Posts Tagged ‘Yes Means Yes’

Jaclyn Friedman responds to Daniel Bergner NYT mag cover story

February 11, 2009

Yes Means Yes (which I have an essay in and can’t wait to finish reading; it’s a top contender for a Best Sex Writing 2010 reprint!) co-editor Jaclyn Friedman has a letter to the editor in The New York Times Magazine about the Daniel Bergner cover story on female desire, which I’m reposting below. (via Yes Means Yes blog)

Women’s sexual needs are not a scientific mystery. Want to increase female libido? Put down the pharmaceuticals and free our minds with equal pay, affordable child care and equitable distribution of household responsibilities. Wondering why women gravitate toward sexually passive roles? The answer has far less to do with evolution than with the ways women are shamed for expressing aggressive desire and with the pervasive idea that women who pursue their own satisfaction are asking to be raped.

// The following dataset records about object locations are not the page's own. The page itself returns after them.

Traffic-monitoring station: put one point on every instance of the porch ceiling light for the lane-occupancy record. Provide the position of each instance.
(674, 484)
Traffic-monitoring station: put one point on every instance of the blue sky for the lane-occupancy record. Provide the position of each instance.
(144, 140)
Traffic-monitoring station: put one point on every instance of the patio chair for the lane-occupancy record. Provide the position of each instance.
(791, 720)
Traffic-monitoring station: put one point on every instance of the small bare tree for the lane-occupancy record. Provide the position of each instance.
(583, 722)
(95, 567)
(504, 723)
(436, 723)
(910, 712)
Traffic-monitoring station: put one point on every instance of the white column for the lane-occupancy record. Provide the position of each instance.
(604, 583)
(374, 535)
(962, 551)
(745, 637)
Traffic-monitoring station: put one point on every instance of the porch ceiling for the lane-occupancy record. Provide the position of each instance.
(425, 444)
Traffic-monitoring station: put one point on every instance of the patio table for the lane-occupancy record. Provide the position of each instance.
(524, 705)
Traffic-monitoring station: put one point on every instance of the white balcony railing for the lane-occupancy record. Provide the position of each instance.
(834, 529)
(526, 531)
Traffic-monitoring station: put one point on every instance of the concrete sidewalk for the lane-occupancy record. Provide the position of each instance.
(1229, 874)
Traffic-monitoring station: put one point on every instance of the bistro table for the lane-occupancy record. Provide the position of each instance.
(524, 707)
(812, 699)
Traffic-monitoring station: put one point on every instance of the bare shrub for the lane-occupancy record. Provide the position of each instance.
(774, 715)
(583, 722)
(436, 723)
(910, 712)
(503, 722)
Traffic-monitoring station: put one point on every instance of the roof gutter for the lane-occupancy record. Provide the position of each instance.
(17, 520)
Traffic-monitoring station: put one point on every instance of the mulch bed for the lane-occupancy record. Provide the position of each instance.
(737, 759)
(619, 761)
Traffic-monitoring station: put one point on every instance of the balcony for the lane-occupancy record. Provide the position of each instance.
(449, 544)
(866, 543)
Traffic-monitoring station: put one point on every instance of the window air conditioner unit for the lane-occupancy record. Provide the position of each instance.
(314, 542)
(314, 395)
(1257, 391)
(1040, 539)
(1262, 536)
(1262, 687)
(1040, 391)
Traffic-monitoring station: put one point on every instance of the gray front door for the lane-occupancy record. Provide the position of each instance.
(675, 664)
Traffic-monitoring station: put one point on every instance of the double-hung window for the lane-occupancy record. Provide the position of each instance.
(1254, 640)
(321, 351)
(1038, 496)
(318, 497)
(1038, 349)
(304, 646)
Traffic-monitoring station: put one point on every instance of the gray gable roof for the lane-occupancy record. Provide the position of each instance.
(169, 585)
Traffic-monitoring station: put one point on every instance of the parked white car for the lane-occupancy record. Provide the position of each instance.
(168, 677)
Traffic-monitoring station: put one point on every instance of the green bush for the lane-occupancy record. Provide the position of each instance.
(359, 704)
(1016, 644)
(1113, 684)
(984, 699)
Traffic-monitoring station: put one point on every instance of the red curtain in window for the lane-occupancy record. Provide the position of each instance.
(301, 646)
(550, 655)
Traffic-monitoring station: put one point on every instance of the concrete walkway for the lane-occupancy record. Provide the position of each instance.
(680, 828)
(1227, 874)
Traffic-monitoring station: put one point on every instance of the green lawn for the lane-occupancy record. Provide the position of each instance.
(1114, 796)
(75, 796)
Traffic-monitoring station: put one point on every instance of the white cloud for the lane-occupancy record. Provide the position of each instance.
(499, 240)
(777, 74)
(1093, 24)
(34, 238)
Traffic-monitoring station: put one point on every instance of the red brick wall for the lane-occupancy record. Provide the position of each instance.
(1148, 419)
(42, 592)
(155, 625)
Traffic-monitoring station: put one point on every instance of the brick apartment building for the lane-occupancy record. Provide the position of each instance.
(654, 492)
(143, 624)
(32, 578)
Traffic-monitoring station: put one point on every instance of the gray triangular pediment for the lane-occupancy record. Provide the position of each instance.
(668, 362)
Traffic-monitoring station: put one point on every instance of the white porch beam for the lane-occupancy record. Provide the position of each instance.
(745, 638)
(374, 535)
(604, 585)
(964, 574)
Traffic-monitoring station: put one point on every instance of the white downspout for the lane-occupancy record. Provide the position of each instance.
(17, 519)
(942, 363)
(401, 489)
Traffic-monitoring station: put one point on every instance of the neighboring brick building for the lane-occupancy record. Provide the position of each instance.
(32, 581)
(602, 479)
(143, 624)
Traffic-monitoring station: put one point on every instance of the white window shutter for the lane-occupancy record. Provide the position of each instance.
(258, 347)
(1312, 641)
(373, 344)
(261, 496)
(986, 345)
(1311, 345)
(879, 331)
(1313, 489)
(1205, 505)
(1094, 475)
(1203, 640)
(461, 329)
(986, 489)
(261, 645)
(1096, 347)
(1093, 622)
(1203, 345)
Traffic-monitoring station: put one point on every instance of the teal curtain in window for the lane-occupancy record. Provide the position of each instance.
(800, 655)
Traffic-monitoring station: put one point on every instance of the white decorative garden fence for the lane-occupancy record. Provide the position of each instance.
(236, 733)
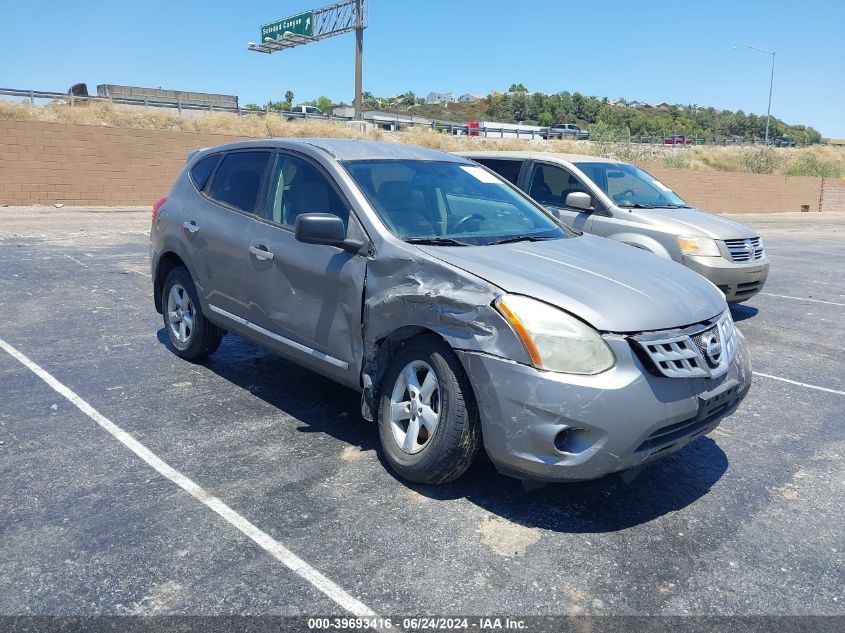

What this woman wants is an end to tired clichés dressed up as science and the beginning of a world in which women are treated as individuals, each of whom may or may not be turned on by intimacy, back-alley ravishment or any number of things; a world in which anyone wondering what a woman wants knows that the best thing to do is just ask her.

JACLYN FRIEDMAN
Medford, Mass.

December 29, 2008

Stacey May Fowles’s essay from the anthology Yes Means Yes: Visions of Female Sexual Power & A World Without Rape (which I also have an essay called “Consent as Sexual Process” in) is now posted on Alternet. It’s called “The Fantasy of Acceptable ‘Non-Consent’: Why the Female Sexual Submissive Scares Us (and Why She Shouldn’t)” and here’s an excerpt:

Because I’m a feminist who enjoys domination, bondage and pain in the bedroom, it should be pretty obvious why I often remain mute and, well, pretty closeted about my sexuality. While it’s easy for me to write an impassioned diatribe on the vital importance of “conventional” women’s pleasure, or to talk publicly and explicitly about sexual desire in general, I often shy away from conversations about my personal sexual choices. Despite the fact that I’ve been on a long, intentional path to finally feel empowered by, and open about, my decision to be a sexual submissive, the reception I receive regarding this decision is not always all that warm.